Thomas L. Hefty is a partner in the law firm of McDermott Will & Emery LLP and is based in the Firm’s Chicago office.
Tom’s practice is devoted to all aspects of real estate law, including: acquisitions and dispositions; zoning and entitlements; private financing; governmental financing and grant assistance; construction and construction disputes; sale and leaseback transactions; and ground leasing and commercial space leasing.
Tom’s practice includes natural resource and energy development matters, including: wind energy agreements; oil and gas leasing; and mineral rights conveyancing and financing. Tom has represented lenders, tax equity investors, developers and operators of wind, geothermal, distributed solar photovoltaic and solid oxide fuel cell power generation projects, as well as conventional power generation projects.

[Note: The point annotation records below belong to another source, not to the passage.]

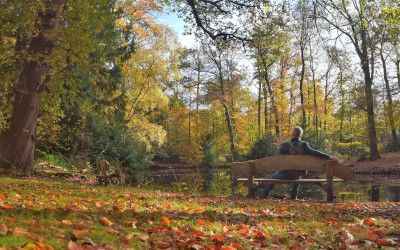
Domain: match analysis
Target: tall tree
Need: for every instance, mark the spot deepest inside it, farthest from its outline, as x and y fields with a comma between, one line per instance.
x=18, y=144
x=354, y=21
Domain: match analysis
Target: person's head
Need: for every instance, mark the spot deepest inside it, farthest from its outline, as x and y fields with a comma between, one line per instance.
x=297, y=132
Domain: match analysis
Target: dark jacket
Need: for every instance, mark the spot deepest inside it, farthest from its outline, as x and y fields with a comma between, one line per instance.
x=285, y=147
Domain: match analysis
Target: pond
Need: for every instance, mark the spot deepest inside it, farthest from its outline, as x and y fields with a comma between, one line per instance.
x=219, y=182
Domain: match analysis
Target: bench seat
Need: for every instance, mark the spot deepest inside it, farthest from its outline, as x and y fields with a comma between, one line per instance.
x=264, y=180
x=251, y=171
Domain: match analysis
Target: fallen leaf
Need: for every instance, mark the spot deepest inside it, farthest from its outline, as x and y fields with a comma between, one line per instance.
x=165, y=221
x=73, y=246
x=79, y=234
x=20, y=232
x=105, y=221
x=219, y=238
x=36, y=246
x=3, y=229
x=66, y=222
x=144, y=237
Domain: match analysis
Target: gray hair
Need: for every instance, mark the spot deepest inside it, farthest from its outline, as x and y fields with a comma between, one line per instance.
x=297, y=132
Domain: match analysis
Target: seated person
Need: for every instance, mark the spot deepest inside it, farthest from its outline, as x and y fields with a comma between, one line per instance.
x=295, y=147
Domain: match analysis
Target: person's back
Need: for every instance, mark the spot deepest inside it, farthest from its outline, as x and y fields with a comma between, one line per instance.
x=295, y=147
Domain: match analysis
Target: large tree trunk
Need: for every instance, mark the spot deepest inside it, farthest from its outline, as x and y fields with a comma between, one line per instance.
x=259, y=107
x=342, y=104
x=265, y=92
x=303, y=111
x=390, y=103
x=273, y=103
x=373, y=142
x=20, y=139
x=230, y=131
x=314, y=91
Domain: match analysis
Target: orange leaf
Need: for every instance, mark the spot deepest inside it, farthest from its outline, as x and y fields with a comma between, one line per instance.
x=370, y=222
x=105, y=221
x=36, y=246
x=227, y=248
x=5, y=206
x=3, y=229
x=201, y=222
x=79, y=234
x=3, y=197
x=165, y=221
x=218, y=237
x=371, y=236
x=261, y=236
x=20, y=232
x=144, y=237
x=383, y=242
x=66, y=222
x=73, y=246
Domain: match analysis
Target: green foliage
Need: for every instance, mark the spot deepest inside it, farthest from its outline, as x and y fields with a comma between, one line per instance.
x=53, y=159
x=209, y=150
x=263, y=147
x=316, y=142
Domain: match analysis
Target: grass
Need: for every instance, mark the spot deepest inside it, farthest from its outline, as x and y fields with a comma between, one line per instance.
x=58, y=214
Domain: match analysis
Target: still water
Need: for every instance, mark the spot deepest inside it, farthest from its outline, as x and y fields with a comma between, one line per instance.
x=220, y=182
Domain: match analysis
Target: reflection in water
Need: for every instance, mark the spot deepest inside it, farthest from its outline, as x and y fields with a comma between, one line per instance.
x=219, y=182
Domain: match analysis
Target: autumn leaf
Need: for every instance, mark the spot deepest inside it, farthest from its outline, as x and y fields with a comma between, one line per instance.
x=370, y=222
x=36, y=246
x=261, y=236
x=66, y=222
x=79, y=234
x=3, y=229
x=20, y=232
x=144, y=237
x=3, y=197
x=105, y=221
x=5, y=206
x=165, y=221
x=227, y=248
x=73, y=246
x=217, y=237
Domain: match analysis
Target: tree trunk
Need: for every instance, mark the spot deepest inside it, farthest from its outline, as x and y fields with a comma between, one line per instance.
x=314, y=91
x=342, y=105
x=259, y=108
x=373, y=142
x=390, y=103
x=265, y=92
x=273, y=103
x=20, y=139
x=230, y=131
x=303, y=111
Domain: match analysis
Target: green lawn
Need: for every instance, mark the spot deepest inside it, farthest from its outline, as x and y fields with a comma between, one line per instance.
x=55, y=215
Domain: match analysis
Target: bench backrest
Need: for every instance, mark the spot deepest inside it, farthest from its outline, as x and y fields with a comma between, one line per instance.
x=286, y=162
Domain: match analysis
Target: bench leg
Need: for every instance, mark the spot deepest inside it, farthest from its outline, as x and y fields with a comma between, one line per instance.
x=250, y=187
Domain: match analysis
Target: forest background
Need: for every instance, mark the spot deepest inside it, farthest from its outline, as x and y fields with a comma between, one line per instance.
x=88, y=81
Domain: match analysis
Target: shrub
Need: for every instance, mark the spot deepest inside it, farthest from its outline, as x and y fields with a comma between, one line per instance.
x=263, y=147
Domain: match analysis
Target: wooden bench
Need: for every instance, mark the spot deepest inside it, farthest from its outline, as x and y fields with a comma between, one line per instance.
x=249, y=170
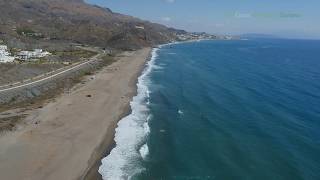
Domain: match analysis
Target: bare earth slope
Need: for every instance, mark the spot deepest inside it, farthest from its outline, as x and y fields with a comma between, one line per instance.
x=76, y=21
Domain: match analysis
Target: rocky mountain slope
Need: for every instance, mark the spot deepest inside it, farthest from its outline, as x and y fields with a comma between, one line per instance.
x=26, y=23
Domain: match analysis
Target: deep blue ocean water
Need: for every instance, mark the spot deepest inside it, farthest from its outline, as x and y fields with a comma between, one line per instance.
x=243, y=110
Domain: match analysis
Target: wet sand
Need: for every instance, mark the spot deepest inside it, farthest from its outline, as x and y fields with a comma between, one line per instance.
x=68, y=137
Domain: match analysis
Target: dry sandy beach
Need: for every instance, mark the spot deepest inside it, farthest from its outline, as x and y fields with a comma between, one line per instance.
x=68, y=136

Working with the Firm’s Health Industry Advisory Group, Tom has represented health care systems for whom he has handled all aspects of real estate matters, including: acquisition; zoning; ground leasing; medical office development; real estate tax exemption; construction and permanent conventional financing and tax exempt financing; condominiumization; co-ownership; and physician group—health system real estate joint ventures.
Tom served as a law clerk for the Illinois Appellate Court. He is admitted to practice in Illinois, the federal district court for the Northern District of Illinois and the Seventh Circuit Court of Appeals.
Recent Transactions
- Represented Tax Equity Purchaser of multiple wind energy developments (90 M – 150 MW).
- Represented Tax Equity Purchaser of a 25 MW fuel cell portfolio and a 30 MW fuel cell portfolio.
- Represented a major academic medical center in the development of a $850 million replacement hospital.
- Represented a health care institution in its development of a new health care campus, including ground leases with a medical office building developer and a physician group joint venture for an ambulatory surgical center.
- Represented ownership in the development of a 15 MW natural gas-fired cogeneration power plant.
- Represented health care systems in enterprise-wide construction delivery agreements.
- Represented a private equity firm in its acquisition of a $250 million food additive manufacturing facility, which included establishing a reciprocal operating and easement regime with two separately owned and operated chemical manufacturing facilities.